## Taylor series question

The Taylor Series of f(x) = exp(-x^2) at x = 0 is 1-x^2...

Why is this?

The formula for Taylor Series is f(x) = f(0) + (x/1!)(f'(0)) + (x^2/2!)(f''(0)) + ...

and f'(x) = -2x(exp(-x^2)) therefore f'(0) = 0???

Can someone please explain why it is 1-x^2???

 Although f'(0) = 0, yet f''(0) will NOT be zero.
 The formula is (x^n)/n! (with the sigma crap in front) 0! is 1 and x^0 is 1 Just substitute x=-t^2 and you get the series for e^-t^2

## Taylor series question

 Quote by HomogenousCow The formula is (x^n)/n! (with the sigma crap in front) 0! is 1 and x^0 is 1 Just substitute x=-t^2 and you get the series for e^-t^2
Then why doesn't the second derivative term have an x^4?

 Here's what HomogenousCow is trying to say. Consider the expansion of ##\exp(t)## where ##t=-x^2##. The Taylor expansion of ##\exp(t)## is $$\sum_{n=0}^\infty \frac{t^n}{n!},$$ so substituting gives you $$e^{-x^2}=\sum_{n=0}^\infty \frac{(-x^2)^n}{n!}=\sum_{n=0}^\infty \frac{(-1)^n x^{2n}}{n!}.$$ The second derivative term does not have an ##x^4## by its definition: Each term is given by ##\frac{f^{(n)}(0)x^n}{n!}## (for MacLaurin; for Taylor about ##c##, it's ##\frac{f^{(n)}(c)(x-c)^n}{n!}##).

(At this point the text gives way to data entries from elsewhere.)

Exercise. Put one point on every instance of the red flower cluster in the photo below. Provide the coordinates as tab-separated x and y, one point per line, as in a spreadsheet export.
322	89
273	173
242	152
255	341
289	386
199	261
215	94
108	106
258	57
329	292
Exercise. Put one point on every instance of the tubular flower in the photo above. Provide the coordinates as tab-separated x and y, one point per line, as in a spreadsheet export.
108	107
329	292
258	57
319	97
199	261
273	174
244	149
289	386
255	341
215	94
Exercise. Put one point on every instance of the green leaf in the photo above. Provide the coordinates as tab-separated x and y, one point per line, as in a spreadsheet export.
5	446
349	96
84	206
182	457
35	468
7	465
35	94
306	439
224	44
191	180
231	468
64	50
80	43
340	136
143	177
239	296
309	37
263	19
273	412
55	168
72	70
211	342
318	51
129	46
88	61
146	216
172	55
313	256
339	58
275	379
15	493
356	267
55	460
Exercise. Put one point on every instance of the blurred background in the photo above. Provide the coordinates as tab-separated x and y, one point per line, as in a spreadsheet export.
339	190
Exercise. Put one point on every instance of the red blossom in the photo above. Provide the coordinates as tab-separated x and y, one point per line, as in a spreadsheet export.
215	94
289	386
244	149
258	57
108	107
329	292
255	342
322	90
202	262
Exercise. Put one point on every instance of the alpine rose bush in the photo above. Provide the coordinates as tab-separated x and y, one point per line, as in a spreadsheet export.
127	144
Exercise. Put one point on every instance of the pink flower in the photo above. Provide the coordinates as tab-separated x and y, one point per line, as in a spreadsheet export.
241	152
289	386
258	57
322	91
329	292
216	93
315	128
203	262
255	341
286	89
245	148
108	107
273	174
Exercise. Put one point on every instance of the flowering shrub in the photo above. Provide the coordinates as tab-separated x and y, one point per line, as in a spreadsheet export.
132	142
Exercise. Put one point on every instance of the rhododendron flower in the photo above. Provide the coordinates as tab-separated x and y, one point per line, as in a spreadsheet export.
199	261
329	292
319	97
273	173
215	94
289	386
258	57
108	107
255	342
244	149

When you plug in 2, you get $$\frac{f''(0)x^2}{2!}.$$ In this case, ##f''(0)=-2##. This cancels with the ##2!## in the denominator, so you end up with ##1-x^2## as the first two nontrivial terms of the expansion.

Recognitions:
Gold Member
It looks like you are trying to combine two different ways of finding the Taylor series of $e^{-x^2}$
1) Using the basic definition: the "$x^2$" term has coefficient f''(0)/2 so that the second derivative term, by definition, involves $x^2$, not $x^4$.
2) Replacing x in the Taylor's series for $e^x$ with $-x^2$. In that case, the term that you get from the second derivative of $e^x$ has $x^4$ but that has nothing to do with the second derivative of $e^{-x^2}$. That term comes from replacing x with $-x^2$ in the $f'(0) x$ term of the Taylor series for $e^x$.